Yes, it's Romanian, but it's slang. K-gula is a Romanian hiphopper, hence the slang. 
I found a latin phrase that contains two of the words in the topic phrase: "ride si sapis" means "laugh if you are wise". Maybe we could start from that.


----------



## papillon

I believe the title phrase may be a corruption of the Latin proverb
_Cuneta sapis, si cuncta legis_ that I found here.
Not sure I like their translation.


----------



## mansio

It could be misspelled Latin.

"cuncta sapis, si cuncta legis" for example.

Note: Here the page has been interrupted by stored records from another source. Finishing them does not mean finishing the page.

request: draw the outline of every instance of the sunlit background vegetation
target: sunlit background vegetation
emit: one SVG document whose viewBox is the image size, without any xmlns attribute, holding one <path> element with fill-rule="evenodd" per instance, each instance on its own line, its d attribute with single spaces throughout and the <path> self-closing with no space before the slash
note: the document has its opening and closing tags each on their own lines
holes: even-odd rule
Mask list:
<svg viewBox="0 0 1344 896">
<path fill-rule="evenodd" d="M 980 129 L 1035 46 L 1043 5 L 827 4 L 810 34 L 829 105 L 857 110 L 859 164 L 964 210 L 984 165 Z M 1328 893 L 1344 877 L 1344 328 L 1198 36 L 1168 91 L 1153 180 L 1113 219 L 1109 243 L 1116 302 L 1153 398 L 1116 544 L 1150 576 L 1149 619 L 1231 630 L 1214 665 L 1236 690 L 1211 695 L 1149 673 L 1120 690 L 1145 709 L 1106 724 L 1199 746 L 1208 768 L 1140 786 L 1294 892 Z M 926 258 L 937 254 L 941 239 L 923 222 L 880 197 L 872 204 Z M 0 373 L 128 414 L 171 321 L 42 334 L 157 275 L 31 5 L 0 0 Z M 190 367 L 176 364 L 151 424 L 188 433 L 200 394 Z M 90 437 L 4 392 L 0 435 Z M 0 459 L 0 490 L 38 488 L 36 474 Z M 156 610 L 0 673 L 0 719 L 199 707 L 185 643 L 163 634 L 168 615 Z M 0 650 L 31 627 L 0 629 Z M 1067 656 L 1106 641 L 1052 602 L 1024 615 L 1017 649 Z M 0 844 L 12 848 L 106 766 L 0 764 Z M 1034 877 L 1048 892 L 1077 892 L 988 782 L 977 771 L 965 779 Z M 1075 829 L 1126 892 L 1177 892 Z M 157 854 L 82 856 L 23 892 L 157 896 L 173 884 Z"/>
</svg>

It could mean something like "you taste everything if you read everything"


----------



## Setwale_Charm

It does look like an invented language indeed since it doesn`t look like any of the real tongues. Looks like a combination of two or an example of corrupt spelling. It is DEFINITELY not Slavic, Samoan or Tagalog. It looks like Romanian, Moldovan? Except for the "latin-looking" sapis and lagis. Are you sure it is not some dead language?


----------



## alitza

I'm quite sure that Papillon and Mansio are right. It is too similar to the latin phrase to be in a different language.Besides, one could very easily take an "e" for a "c" if they're handwritten. As far as I'm concerned, this issue is settled!
Don't you agree?


----------



## mansio

Papillon

Your link in some Slavic language says "vse znash" for "cuneta sapis" which means something like "you know everything".

It was my first translation for sapis, then I remembered the word sapidity = taste.


----------



## papillon

mansio said:


> Papillon
> Your link in some Slavic language says "vse znash" for "cuneta sapis" which means something like "you know everything".
> It was my first translation for sapis, then I remembered the word sapidity = taste.


"you know everything" part actually sounds OK to me. The second part -- če vse bereš, which I think is Slovenian, would mean something like _all that <you> take_, I think is wrong. I will have to check that translation, but that's what it would mean in Russian.

Edit: I made a thread in the Slavic Forum asking to confirm the language of that Slavic website.


----------



## Setwale_Charm

Boruma, can you tell us more about the context where you found it? Maybe that clarifies something. See, there are plenty of dialects and minor languages that sometimes also use corrupt forms of other languages, but one cannot help wondering how one finds them in New England??


----------



## HUMBERT0

robbie_SWE said:


> It's Romanian and A VERY STRANGE TEXT INDEED!!!!!!!!!!!!!!! Where did you get it from??
> 
> robbie


I found it when I made a search for cuneta duneta in google, I don't know what's it about though. Many words look like they're similar to spanish: personae, suficienti, serviciu, nocturno, pagini, matinale, salutare, gradu, gestionara, si erau unele, piesa de colectzie, terminat, etc.

what's:
ma chiama foarte devreme la studio? It sounds like:
me llama fuerte al devolverme al estudio

http://www.fanclub.ro/archive/index.php/t-1861-p-19.html


----------



## alitza

HUMBERT0 said:


> I found it when I made a search for cuneta duneta in google, I don't know what's it about though. Many words look like they're similar to spanish: personae, suficienti, serviciu, nocturno, pagini, matinale, salutare, gradu, gestionara, si erau unele, piesa de colectzie, terminat, etc.
> 
> what's:
> ma chiama foarte devreme la studio? It sounds like:
> me llama fuerte al devolverme al estudio
> 
> http://www.fanclub.ro/archive/index.php/t-1861-p-19.html


 
As I said before, this is a text written by K-gula who is a Romanian hiphopper, it's slang and it talks about making a video for a song. 
"Ma cheama foarte devreme la studio " means " He asks me to come to the studio very early" ("devreme" ="early", "foarte" = "very").
And yes, of course they look similar to Spanish words, since Romanian is a Romance language, just as Spanish is.


----------